Se réapproprier les résultats
Les ateliers en communauté ont été l’occasion de recueillir les commentaires par rapport aux résultats, qui faisaient état notamment de violences intergénérationnelles et de la méfiance à l’égard des services. «Ce qui est ressorti, c’est à quel point les violences interpersonnelles s’entrecroisent avec les violences structurelles dans la vie des femmes autochtones», observe Marie-Catherine Gagnon-Dufresne.
Durant les ateliers, les participants ont nommé les barrières et fait des recommandations pour s’attaquer à la question des violences faites aux femmes. Les choix qui s’offrent à elles sont difficiles: obtenir des services dans la communauté (au risque de côtoyer des proches de l’agresseur), se tourner vers les services du village voisin, mais qui sont dans une langue avec laquelle elles sont moins à l’aise ou traverser dans la province voisine. «Ça complique les choses», résume Marie-Catherine Gagnon-Dufresne.
Au-delà des résultats scientifiques, un guide pour mettre sur pied un comité interdépartemental sur les violences à Listuguj a été rédigé. «Les ateliers ont permis de réaliser que les gens travaillaient souvent en silo. C’est donc devenu une priorité d’action: pour améliorer la continuité des services, il faut davantage se parler», dit-elle. Le guide aborde également le processus et les pratiques, les bons coups comme les écueils. «Nous voulons faire œuvre utile sur la façon de faire la recherche», ajoute la professeure.
Le guide a été lancé dans la communauté en mars 2024, venant clore le projet de recherche. Mais ce n’est que le début pour la communauté. «Le succès de cette entreprise se confirme lorsque nos partenaires s’emparent des résultats et en font quelque chose qui leur correspond», estime Marie-Marthe Cousineau.

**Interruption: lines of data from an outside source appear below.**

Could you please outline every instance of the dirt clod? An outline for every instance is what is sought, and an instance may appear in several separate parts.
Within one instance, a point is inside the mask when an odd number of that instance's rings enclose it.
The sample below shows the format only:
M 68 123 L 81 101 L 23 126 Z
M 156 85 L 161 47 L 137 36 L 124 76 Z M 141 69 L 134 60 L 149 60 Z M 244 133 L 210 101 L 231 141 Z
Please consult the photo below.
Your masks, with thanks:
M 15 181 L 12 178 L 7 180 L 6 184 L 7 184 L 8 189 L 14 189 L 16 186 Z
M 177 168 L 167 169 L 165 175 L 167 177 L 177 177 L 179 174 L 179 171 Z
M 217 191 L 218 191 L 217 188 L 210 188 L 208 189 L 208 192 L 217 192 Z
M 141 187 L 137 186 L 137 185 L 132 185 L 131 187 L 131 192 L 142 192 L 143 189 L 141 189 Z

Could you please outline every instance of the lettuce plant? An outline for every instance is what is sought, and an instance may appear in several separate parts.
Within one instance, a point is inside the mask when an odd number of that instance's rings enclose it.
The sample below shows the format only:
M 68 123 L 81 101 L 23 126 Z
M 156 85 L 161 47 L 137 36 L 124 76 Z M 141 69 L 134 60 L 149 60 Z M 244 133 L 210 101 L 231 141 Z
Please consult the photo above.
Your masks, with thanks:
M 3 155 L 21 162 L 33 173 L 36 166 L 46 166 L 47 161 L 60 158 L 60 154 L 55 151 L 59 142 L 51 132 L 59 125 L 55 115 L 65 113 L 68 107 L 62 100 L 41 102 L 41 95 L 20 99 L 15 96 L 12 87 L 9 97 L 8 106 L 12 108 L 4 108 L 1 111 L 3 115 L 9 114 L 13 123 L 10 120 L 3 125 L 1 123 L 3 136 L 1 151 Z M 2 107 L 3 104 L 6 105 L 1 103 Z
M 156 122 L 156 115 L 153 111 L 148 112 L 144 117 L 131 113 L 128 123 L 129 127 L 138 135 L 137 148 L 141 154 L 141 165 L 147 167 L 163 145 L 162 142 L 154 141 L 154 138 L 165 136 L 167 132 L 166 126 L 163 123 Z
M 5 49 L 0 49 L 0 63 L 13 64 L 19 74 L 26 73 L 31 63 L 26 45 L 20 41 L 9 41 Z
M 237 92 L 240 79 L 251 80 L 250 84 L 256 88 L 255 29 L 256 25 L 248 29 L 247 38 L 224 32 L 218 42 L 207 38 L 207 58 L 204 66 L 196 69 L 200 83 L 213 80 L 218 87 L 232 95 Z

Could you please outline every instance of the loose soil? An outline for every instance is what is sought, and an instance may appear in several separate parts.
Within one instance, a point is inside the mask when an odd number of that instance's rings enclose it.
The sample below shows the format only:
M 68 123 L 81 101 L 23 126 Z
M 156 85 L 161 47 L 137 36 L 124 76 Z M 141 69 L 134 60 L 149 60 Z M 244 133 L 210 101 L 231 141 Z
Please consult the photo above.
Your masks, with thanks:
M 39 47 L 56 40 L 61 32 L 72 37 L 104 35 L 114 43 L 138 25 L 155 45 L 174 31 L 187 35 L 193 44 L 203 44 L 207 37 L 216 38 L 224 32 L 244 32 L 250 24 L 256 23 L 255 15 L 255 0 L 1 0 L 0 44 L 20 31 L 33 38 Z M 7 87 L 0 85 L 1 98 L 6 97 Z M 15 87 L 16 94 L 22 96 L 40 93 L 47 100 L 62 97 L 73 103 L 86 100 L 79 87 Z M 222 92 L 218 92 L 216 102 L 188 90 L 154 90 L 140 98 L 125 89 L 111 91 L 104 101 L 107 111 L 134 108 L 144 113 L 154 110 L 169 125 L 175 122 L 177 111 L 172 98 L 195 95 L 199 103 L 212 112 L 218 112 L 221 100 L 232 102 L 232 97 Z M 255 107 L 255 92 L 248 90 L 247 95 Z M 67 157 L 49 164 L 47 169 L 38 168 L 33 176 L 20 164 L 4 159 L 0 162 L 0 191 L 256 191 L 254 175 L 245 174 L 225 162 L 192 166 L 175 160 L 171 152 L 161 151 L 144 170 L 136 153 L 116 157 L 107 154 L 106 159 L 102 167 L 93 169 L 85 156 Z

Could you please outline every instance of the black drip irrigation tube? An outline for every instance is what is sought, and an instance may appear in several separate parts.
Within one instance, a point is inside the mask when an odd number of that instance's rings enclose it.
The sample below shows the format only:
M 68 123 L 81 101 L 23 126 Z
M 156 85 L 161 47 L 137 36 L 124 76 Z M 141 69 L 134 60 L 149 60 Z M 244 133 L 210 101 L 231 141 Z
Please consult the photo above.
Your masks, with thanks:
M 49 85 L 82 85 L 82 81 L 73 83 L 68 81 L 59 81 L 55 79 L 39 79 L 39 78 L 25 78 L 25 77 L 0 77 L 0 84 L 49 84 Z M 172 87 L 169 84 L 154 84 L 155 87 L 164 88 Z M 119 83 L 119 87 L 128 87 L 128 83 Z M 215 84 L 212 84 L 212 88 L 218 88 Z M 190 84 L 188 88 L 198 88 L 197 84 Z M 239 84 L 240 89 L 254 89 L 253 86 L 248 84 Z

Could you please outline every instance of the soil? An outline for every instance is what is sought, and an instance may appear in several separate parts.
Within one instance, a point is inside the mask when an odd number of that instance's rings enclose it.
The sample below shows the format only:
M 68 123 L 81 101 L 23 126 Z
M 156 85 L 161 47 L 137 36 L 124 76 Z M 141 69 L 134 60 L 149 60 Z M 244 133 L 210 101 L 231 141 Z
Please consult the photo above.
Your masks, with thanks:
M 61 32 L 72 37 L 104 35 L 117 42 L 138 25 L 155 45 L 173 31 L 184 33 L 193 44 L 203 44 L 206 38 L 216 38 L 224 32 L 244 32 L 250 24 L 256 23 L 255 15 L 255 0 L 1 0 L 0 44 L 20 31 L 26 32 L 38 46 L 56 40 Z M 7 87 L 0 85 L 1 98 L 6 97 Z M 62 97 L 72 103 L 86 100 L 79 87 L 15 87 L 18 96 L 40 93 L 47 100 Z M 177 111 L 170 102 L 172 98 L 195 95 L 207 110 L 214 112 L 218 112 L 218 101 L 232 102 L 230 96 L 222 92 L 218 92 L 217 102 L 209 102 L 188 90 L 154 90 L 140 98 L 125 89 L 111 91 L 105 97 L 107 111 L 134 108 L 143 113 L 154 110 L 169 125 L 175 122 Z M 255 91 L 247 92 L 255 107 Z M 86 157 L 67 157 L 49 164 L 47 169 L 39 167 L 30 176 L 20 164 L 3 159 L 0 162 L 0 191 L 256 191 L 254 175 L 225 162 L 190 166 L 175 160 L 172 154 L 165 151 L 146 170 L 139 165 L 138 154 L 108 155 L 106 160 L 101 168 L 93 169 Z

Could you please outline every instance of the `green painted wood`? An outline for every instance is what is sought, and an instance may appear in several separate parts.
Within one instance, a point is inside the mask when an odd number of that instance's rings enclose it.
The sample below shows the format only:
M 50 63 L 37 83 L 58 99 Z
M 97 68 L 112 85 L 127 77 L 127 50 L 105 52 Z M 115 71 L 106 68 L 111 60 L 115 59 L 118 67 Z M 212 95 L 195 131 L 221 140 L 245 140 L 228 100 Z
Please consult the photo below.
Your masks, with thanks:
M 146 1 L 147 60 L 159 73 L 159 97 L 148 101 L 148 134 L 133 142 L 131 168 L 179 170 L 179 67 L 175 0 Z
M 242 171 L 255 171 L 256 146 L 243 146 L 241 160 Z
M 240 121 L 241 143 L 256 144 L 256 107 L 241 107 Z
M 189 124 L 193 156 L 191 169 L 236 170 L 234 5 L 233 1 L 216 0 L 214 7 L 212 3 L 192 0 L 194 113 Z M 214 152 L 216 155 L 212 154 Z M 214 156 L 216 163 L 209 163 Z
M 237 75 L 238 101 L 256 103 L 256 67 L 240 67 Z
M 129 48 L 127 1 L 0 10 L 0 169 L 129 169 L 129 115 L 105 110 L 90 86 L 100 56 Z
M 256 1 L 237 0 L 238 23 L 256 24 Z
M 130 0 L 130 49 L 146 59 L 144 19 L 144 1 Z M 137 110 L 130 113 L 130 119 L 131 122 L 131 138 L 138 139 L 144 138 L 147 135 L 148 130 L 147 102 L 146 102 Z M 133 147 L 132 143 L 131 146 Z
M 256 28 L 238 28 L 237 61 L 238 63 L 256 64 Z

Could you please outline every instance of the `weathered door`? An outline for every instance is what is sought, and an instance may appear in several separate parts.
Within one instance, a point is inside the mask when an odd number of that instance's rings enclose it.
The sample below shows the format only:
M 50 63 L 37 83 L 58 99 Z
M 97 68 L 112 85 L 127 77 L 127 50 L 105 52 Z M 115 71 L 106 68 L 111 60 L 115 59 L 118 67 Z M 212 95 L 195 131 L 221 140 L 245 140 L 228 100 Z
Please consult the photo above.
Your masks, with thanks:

Le partenariat aura été marquant pour Marie-Catherine Gagnon-Dufresne. «Ma relation avec les partenaires va au-delà de la recherche. Dans ma future carrière de chercheuse, je voudrais continuer à travailler avec la communauté de Listuguj», indique-t-elle. Aujourd’hui candidate au doctorat en santé publique, option Santé mondiale, à l’UdeM, elle transportera les connaissances et expertises acquises avec la communauté mi’gmaq vers le Bangladesh, où elle effectuera son terrain de recherche doctorale. «Comment s’assurer de créer des partenariats de recherche équitables dans les pays à faible et moyen revenu, et dont les communautés peuvent réellement bénéficier? C’est la question que je souhaite approfondir dans ma thèse», conclut-elle.
À propos de cette étude
L’article «Understanding the violence and help-seeking experiences of Mi’gmaq women: Qualitative and applied results from a partnered study in the community of Listuguj», par Marie-Catherine Gagnon-Dufresne, Marie-Marthe Cousineau et leurs collègues, a été publié dans la revue Alterstice.